Selon le maire de Bergerac, élu pour la première fois en 1995, c’est la "première fois que ce genre d’événement se produit à Naillac", un quartier "a priori calme" de Bergerac, en Dordogne.

Bergerac, en Dordogne.
Bergerac, en Dordogne. (GOOGLE MAPS)

Un policier a ouvert le feu sur une voiture qui a tenté de foncer sur les forces de l’ordre, dimanche soir à Bergerac, en Dordogne, rapporte France Bleu Périgord. Le véhicule avait d’abord forcé un premier contrôle, et venait d’être intercepté une deuxième fois quand il tenté de percuter les policiers. Les deux jeunes qui étaient à bord ont finalement été arrêtés et conduits à l’hôpital par précaution. Les faits se sont produits dimanche vers 19 heures, dans le quartier de Naillac. Après un premier refus d’obtempérer lors d’un contrôle, un véhicule est pris en chasse par les policiers.
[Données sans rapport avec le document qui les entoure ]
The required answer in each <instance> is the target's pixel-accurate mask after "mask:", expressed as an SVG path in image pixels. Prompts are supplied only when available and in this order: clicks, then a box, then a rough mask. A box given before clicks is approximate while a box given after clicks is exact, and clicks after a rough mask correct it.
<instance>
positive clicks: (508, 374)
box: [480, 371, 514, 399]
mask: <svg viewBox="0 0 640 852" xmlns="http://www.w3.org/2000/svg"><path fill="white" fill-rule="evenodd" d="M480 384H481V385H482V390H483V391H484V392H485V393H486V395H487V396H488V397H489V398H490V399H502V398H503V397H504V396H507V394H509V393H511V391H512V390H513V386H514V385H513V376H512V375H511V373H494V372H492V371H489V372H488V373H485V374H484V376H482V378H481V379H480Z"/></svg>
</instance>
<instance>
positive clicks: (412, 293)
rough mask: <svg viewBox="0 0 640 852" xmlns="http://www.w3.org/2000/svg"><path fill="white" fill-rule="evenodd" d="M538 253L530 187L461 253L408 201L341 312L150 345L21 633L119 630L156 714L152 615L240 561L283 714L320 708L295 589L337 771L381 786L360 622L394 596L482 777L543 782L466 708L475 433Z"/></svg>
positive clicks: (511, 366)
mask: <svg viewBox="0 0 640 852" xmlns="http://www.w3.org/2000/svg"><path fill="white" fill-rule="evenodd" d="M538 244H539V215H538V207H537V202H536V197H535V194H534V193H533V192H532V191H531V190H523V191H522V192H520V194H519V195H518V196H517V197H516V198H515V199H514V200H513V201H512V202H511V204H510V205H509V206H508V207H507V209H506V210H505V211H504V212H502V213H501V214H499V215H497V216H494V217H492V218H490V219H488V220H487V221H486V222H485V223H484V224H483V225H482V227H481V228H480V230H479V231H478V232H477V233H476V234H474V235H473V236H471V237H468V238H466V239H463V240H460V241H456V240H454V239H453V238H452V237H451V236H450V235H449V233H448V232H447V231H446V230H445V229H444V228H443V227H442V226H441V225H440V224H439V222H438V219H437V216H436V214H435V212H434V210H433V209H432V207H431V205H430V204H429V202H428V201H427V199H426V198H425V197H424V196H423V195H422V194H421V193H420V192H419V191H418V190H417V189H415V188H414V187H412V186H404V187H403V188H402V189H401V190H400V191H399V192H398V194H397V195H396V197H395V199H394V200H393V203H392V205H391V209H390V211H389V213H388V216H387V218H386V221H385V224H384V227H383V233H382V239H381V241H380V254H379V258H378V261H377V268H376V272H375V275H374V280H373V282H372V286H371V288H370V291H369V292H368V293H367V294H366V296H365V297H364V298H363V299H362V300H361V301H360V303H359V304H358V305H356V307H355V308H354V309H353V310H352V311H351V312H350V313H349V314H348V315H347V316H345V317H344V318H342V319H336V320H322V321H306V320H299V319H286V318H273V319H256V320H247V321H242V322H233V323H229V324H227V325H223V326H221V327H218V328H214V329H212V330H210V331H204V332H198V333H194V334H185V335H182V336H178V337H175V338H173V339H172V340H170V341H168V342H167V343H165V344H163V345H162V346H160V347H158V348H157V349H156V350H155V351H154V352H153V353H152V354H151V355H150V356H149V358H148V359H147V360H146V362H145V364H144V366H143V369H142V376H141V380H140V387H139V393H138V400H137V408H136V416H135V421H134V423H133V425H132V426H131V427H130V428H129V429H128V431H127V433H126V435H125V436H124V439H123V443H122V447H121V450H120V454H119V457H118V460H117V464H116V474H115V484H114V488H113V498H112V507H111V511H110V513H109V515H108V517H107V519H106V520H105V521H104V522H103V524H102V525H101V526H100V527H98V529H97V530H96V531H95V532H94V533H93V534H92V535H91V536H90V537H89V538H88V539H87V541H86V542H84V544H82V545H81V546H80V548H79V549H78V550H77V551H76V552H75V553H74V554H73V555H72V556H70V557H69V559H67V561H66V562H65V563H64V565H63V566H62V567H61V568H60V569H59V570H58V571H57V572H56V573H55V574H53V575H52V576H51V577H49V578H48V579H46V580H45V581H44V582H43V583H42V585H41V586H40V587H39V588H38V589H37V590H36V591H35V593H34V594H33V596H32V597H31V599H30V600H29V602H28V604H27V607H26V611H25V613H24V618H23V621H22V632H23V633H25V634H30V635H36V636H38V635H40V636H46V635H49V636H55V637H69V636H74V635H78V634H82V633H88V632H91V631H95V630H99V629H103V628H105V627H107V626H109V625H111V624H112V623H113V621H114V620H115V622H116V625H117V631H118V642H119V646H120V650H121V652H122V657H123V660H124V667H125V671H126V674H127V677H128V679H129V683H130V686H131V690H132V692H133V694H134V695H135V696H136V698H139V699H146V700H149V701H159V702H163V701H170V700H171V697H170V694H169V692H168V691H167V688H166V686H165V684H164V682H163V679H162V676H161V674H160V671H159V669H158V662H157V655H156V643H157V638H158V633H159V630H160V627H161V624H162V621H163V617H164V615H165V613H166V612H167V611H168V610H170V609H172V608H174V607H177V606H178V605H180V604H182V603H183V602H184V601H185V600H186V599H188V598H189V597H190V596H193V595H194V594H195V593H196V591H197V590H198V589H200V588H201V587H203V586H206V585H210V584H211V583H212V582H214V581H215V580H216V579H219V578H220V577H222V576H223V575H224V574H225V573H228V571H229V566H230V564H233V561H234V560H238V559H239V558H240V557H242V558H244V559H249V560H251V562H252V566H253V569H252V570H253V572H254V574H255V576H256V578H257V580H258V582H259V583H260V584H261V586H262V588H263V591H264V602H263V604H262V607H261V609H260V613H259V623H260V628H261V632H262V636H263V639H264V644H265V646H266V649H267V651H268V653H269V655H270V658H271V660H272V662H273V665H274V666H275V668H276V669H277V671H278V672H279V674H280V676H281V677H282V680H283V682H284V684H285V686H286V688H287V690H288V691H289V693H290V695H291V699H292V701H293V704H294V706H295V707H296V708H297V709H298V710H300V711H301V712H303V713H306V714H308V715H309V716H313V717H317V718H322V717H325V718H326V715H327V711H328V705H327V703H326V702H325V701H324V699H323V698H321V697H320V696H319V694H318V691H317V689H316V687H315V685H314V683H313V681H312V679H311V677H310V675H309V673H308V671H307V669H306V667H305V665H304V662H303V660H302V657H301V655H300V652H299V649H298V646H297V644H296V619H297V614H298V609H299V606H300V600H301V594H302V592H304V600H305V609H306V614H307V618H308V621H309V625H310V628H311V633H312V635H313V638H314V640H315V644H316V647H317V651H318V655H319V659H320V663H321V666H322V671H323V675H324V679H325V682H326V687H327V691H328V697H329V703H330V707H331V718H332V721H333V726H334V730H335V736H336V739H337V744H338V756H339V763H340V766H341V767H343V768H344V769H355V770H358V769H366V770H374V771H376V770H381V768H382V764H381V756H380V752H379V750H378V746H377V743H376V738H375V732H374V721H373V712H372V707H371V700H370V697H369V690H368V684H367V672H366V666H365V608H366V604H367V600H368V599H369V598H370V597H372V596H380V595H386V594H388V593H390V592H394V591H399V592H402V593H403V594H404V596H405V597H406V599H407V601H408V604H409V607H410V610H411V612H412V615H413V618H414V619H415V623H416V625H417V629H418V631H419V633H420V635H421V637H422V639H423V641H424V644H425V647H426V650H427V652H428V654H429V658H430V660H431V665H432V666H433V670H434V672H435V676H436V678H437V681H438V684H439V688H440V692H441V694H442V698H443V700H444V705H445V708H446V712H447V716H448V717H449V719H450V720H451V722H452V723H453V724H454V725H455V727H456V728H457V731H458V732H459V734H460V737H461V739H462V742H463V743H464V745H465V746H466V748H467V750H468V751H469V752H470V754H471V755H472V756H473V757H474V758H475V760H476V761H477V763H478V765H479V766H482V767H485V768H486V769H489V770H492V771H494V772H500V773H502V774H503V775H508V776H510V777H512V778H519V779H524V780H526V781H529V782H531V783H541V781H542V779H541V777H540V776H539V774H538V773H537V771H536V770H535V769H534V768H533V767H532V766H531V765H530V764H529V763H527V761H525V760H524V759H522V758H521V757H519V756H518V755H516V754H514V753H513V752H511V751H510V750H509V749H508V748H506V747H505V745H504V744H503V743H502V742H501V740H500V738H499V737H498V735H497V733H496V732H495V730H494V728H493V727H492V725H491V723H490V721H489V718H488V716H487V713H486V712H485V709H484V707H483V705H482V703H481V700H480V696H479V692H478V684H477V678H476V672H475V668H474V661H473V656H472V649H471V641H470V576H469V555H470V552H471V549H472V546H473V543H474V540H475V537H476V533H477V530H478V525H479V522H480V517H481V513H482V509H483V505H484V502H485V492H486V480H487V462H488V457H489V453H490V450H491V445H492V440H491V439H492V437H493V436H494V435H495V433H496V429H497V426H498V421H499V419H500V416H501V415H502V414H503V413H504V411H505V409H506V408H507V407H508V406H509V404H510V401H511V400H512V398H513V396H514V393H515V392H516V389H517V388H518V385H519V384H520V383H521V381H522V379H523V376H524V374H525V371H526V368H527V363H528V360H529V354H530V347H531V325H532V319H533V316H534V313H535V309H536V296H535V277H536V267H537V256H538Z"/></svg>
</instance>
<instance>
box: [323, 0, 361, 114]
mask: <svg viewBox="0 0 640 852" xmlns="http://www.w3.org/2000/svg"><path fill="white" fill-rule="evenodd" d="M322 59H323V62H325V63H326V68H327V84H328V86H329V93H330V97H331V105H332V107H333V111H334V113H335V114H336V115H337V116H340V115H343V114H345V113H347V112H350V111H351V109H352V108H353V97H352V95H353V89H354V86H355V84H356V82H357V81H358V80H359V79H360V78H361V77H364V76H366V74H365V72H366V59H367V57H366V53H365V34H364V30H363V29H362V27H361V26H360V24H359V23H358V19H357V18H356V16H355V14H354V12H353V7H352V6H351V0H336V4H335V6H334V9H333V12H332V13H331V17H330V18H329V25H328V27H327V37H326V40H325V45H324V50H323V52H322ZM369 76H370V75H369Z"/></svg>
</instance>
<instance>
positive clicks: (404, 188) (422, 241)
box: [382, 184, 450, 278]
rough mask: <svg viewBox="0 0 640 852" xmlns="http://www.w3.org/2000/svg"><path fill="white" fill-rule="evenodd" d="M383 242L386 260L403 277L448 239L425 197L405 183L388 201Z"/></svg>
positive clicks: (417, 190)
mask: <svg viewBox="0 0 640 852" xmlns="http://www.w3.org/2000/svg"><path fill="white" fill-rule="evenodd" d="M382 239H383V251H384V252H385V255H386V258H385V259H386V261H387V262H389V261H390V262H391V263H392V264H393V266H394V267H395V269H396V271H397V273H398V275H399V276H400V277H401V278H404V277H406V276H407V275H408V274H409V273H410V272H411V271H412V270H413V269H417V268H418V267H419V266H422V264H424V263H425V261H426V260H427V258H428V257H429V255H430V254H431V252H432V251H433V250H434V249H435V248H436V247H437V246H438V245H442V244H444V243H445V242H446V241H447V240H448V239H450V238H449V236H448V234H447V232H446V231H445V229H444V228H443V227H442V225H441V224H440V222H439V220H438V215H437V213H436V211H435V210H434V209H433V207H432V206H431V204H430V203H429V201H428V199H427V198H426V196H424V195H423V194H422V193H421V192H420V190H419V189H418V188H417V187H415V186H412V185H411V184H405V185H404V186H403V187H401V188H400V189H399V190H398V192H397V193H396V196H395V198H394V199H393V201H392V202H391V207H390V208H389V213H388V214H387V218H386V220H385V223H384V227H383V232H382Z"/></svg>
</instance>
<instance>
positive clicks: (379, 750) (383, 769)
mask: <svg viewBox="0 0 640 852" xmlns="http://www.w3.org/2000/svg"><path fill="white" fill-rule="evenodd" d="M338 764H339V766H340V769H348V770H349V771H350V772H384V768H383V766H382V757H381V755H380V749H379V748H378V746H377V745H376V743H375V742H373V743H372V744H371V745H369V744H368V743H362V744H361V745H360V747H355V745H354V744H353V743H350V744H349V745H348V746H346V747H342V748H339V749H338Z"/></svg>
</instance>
La voiture a foncé sur les policiers

"La voiture a forcé le contrôle. Elle a été interceptée un peu plus tard. Elle s'est arrêtée. Mais à ce moment-là elle est repartie en fonçant vers les policiers. L'un d'entre eux a tiré à travers la vitre qui était je pense ouvert", a expliqué, sur France Bleu Périgord, le maire de Bergerac, Daniel Garrigue. La voiture a ensuite continué son chemin sur quelques centaines de mètres dans la cité du Taillis. Les deux jeunes à bord ont alors tenté de prendre la fuite, mais ils ont été rattrapés et emmenés à l’hôpital par précaution.

La procureure de la République de Bergerac, Odile de Fritsch, explique que conducteur de 24 ans a été blessé à la cuisse et son passager de 21 ans est blessé au bras, mais leurs jours ne sont pas en danger.

Selon le maire de Bergerac, élu pour la première fois en 1995, c’est la "première fois que ce genre d’événement se produit à Naillac", un quartier "a priori calme" de Bergerac.

Deux enquêtes ouvertes

Deux enquêtes distinctes ont été ouvertes, selon France Bleu Périgord. La police judiciaire de Périgueux est chargée de la première, pour "tentative d'homicide sur personne dépositaire de l'autorité publique". L'autre enquête est confiée à l'Inspection générale de la police nationale (IGPN), pour vérifier la légitimité de la riposte du policier.